In summary, the key differences are the pediatric-specific staffing, equipment, and volume requirements at levels I and II.
Designation vs Verification of Trauma Centers
State or regional authorities designate trauma centers and the ACS verifies that the facility has the resources available for the trauma patient, evaluating a facility's preparedness, resources, policies, and quality improvement process. The ACS delineates 108 specific criteria for verification, including the volume of trauma patients, continuous availability of specialty staff, and provider-to-patient ratios for every trauma center.
How are trauma centers designated? Authorities and administrators consider the characteristics of an area's patient population when determining the construction of new trauma facilities.
Are You Interested in Working in a Trauma Center?
Registered nurses (RNs) with trauma or emergency certifications can find jobs in trauma centers.
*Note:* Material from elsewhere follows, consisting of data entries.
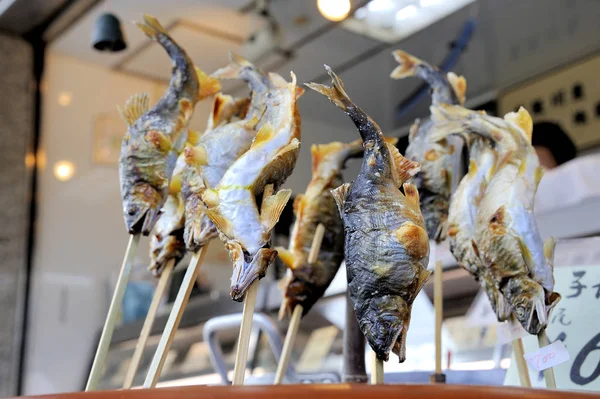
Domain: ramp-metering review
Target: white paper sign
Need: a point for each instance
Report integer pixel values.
(509, 331)
(548, 356)
(576, 322)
The Board of Certification for Emergency Nursing (BCEN) and the Emergency Nurse Association (ENA) offer trauma specialty certifications such as Certified Emergency Nurse (CEN), Certified Pediatric Emergency Nurse (CPEN), Trauma Certified Registered Nurse (TCRN), Geriatric Emergency Nursing Education (GENE), or Emergency Severity Index. Find out more about this specialization in Nursa’s ER Nurse Specialty Guide.
As a whole, the trauma system is critical for reducing preventable deaths and disabilities, especially among younger populations, where injuries are the leading cause of mortality. To learn more, explore specialties like acute care or disaster response that support this life-saving work. In addition to trauma centers, you may be interested in investigating other types of facilities, such as rehabilitation facilities, hospitals, or home healthcare, where many nurses find worthwhile jobs.